El feneriyle önümüzü aydınlatarak yürüdüğümüz ormanlarda, zaman zaman “acaba vahşi bir hayvan karşımıza çıkar mı” diye düşünüp, korktuğumuz anlarda, gecenin 04.00’ünde yola çıkanların olduğunu bildiğimiz için kentlerin ışık kirliliğinden uzakta, doğayla iç içe, yıldız yağmuru altında yürümenin keyfini çıkarmaya baktık.
Erkenden yola çıktığımız günlerde, gün doğumunu karşılamanın, yüksek bir tepeden güne yeni başlayan bir kenti izlemenin güzelliği, varacağımız noktaya sıcak bastırmadan ulaşmak istememiz, bizi de bir çok yol arkadaşımız gibi erkenden yollara düşürdü.
Birkaç gün içinde sabah erkenden yola çıkıp, öğlen sıcağına kalmadan konaklama yerine ulaşmanın daha akıllıca olduğunu öğrenmiş olsak da, öğlen saatlerinde yol üzerindeki albergelerde nisbeten uzun bir mola vermek nedense bize daha cazip geldi.
Sadece bazı konaklama yerlerindeki albergelerin sınırlı olması nedeniyle, yer bulamama ihtimaline karşılık, erkenden yola çıkıp, oyalanmadan o günkü yürüyüşü tamamladığımız zamanlar oldu.
Yol boyunca değişik ülkelerden, farklı yaşlardaki kadınlarla, erkeklerle karşılaşmak, zaman zaman neden böyle bir yürüyüşe çıktıklarının öyküsünü dinlemek her ikimiz için de değişik bir deneyim oldu.

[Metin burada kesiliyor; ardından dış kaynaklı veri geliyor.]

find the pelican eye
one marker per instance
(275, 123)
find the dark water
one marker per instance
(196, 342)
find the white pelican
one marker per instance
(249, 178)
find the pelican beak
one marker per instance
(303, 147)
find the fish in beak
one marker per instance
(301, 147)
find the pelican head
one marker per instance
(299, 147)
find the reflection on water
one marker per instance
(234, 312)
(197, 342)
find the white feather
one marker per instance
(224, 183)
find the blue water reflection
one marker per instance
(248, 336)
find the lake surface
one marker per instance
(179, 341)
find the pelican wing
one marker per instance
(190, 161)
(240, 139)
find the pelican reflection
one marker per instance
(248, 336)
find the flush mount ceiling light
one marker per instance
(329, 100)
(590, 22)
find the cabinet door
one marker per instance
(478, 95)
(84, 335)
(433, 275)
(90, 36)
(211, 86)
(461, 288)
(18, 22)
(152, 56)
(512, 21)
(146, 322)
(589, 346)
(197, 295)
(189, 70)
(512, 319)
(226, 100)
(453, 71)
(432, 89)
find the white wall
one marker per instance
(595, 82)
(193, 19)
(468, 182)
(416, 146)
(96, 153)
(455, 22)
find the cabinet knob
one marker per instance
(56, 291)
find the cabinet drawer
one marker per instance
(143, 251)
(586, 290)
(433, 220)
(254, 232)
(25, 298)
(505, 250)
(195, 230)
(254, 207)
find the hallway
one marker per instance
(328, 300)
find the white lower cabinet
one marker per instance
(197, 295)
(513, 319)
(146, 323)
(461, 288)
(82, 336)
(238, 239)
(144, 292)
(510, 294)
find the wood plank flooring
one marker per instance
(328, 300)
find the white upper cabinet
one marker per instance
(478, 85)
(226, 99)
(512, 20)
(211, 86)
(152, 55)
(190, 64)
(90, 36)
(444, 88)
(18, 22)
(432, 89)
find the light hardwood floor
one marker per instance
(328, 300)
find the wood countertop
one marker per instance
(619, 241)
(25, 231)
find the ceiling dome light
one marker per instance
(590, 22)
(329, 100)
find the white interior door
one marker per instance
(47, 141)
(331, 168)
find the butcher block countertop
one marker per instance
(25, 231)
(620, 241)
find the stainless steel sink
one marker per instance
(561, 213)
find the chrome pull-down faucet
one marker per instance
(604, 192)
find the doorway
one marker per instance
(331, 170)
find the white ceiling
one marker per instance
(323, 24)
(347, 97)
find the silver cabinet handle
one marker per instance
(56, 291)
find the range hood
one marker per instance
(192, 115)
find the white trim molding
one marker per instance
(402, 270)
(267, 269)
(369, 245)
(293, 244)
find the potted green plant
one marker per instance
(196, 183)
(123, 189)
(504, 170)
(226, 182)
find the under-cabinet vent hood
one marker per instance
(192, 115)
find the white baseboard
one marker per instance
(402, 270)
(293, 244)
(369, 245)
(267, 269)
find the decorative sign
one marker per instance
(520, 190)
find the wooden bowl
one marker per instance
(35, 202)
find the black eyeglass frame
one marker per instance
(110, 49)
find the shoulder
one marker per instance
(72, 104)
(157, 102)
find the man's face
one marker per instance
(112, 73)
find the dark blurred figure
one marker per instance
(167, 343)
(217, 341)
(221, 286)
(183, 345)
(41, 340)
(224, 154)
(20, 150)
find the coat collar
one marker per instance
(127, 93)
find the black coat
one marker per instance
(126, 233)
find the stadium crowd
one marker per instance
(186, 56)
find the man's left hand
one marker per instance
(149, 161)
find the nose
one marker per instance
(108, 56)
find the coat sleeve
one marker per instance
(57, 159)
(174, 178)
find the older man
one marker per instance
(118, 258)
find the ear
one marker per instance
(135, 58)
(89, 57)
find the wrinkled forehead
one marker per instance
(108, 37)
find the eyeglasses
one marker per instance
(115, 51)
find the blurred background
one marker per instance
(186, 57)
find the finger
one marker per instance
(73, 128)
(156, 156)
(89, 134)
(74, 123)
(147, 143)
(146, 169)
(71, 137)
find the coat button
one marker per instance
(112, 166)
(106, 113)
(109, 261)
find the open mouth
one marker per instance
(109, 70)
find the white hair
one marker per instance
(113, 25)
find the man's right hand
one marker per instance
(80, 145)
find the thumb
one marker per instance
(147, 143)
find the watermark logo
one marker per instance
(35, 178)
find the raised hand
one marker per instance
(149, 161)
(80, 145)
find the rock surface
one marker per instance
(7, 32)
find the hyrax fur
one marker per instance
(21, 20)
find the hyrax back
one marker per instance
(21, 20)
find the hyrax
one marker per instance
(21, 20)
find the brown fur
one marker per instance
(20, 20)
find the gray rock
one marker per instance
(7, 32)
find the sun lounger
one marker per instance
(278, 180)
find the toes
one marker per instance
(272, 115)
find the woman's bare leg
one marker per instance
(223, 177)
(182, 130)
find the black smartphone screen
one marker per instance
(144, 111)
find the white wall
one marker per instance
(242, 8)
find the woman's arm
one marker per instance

Bir dağ yamacında puset içinde iki yaşındaki bir kız çocuğunu görmek, felçli oğlunu engelli arabasıyla böyle bir yolculuğa çıkarmanın sevincini yaşayan bir anneyle karşılaşmak, 84 yaşında Amerika’dan yola koyularak, her an düşecekmiş gibi çarpık çarpık yürüyen Lerry’le muhabbetlerimiz ve daha fazlası, bu yürüyüşün yürümekten, doğayla baş başa olmaktan, doğa harikası yerleri tanımanın dışında başka bir şeydi bizim için…
Haftaya Santiago yolundan insan öyküleriyle yol hikayemiz sürecek… (FE/ÇT)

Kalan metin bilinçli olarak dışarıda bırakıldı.